Un homme monte sur le toit de son camion en sortant la vitre qui lui est tombée dessus. À côté de lui se trouve une voiture personnalisée pour la guerre : ils lui ont mis des boîtes de munitions sur les côtés et à l'arrière, comme s'il avait été préparé pour une mission suicide. Il est arrêté au milieu d'une promenade piétonne, comme toutes les voitures ici, mais peu sont sur ses roues et ne sont pas couchées sur le côté.
À deux pâtés de maisons de là se trouve un supermarché et de l'autre côté de la rue la centrale de Bucha, qui a été détruite au début et a laissé la ville sans électricité. Ils ont également détruit des tours et coupé l'accès à Internet et au réseau de téléphonie mobile, qui ne fonctionne toujours pas bien aujourd'hui.
Le corps d'un mort gît dans la rue qui borde la gare, à moins de cinquante mètres du supermarché. Ils l'ont recouvert d'une couverture et son visage n'est pas visible. Un groupe de soldats ukrainiens travaille dans la zone du centre commercial pour récupérer de la nourriture et des objets. Personne ne regarde du côté du mort. Deux jours après la découverte de la barbarie, les cadavres ont commencé à se naturaliser à Bucha : personne ne semble craindre que les esprits s'emparent de tout.
Nous sommes retournés à la base russe. Le soldat qui a vécu là-bas est toujours en train de monter des objets sur le chariot. Nous vous demandons la permission d'entrer dans sa maison avec lui et il l'accorde. Nous sommes montés sur trois étages et ce chroniqueur se sépare un instant pour voir les autres départements. Tout le monde a fait sortir la porte de force, comme les occupants ont réussi à entrer dans chaque appartement. Il y a des vélos pour enfants dans les couloirs, des vêtements, des lunettes. Dans l'un des appartements en face de l'immeuble, vous pouvez voir quelque chose d'effrayant : au bout du hall d'entrée, baigné par la lumière qui traverse les fenêtres cassées, les jambes de deux hommes sont suspendues à un lit. Nous n'osons pas y aller. Je vais le dire au militaire. Il regarde dehors, est surpris, monte rapidement pour trouver un partenaire et au bout de quelques secondes, ils reviennent. Ils chargent les armes, se mettent derrière les autres et entrent tactiquement, comme s'il s'agissait d'un agent. Nous nous cachons derrière un mur parce que nous ne savons pas ce qui peut arriver.

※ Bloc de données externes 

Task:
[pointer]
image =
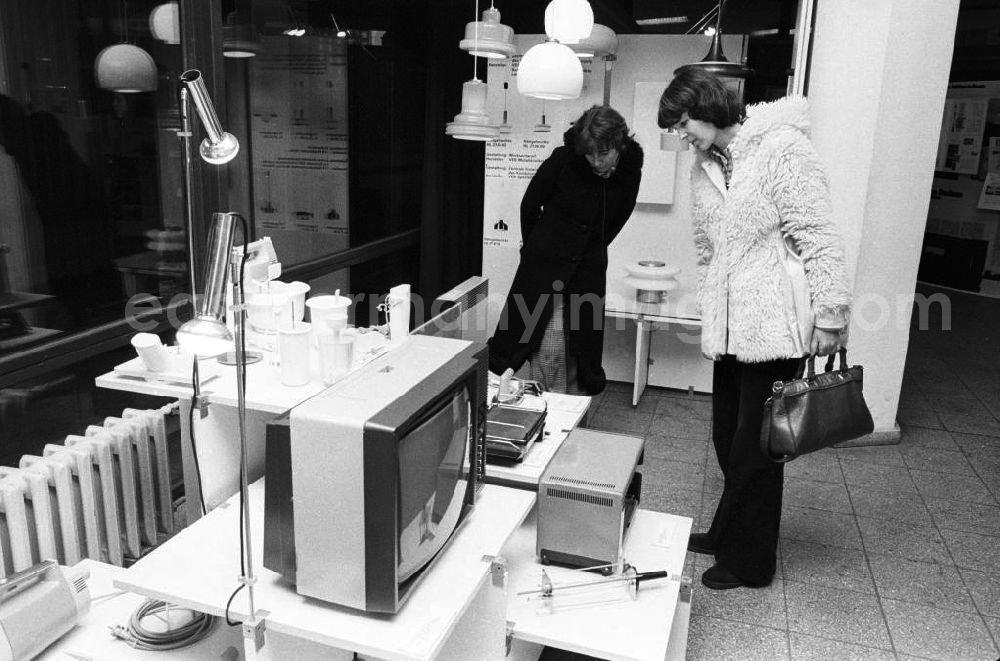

Moins d'une minute s'écoule, nous entendons des cris des militaires et le son du chargeur, mais pas de coups de feu. Quelques secondes plus tard, ils quittent l'appartement. Ils déchargent les armes, les pointent vers le sol et les suspendent à la laisse. « C'est bon, il n'y a aucun danger », disent-ils. Nous supposons qu'ils ont vérifié le corps et qu'il n'y a pas d'explosifs dessus. Tout se passe trop rapidement et de manière déroutante.
Encore choqués par ce que nous venons de vivre, nous sommes entrés dans l'appartement pour enregistrer la scène. Nous faisons deux pas et tout à coup les jambes bougent et le corps sur le lit est incorporé. Nous avons été surpris et avons rapidement quitté l'appartement. Lorsque le rythme cardiaque baisse, nous y retournons. L'homme est rentré chez lui il y a quelques heures et l'a trouvée complètement détruite, sans portes, sans fenêtres, sans murs, sans rien de sûr. Il s'est allongé sur le lit et s'est effondré. Quelques heures plus tard, nous sommes arrivés et nous l'avons pris pour un mort. Ce n'était pas une découverte journalistique, c'était quelque chose de bien plus heureux : une découverte de la vie dans les restes du massacre de Bucha.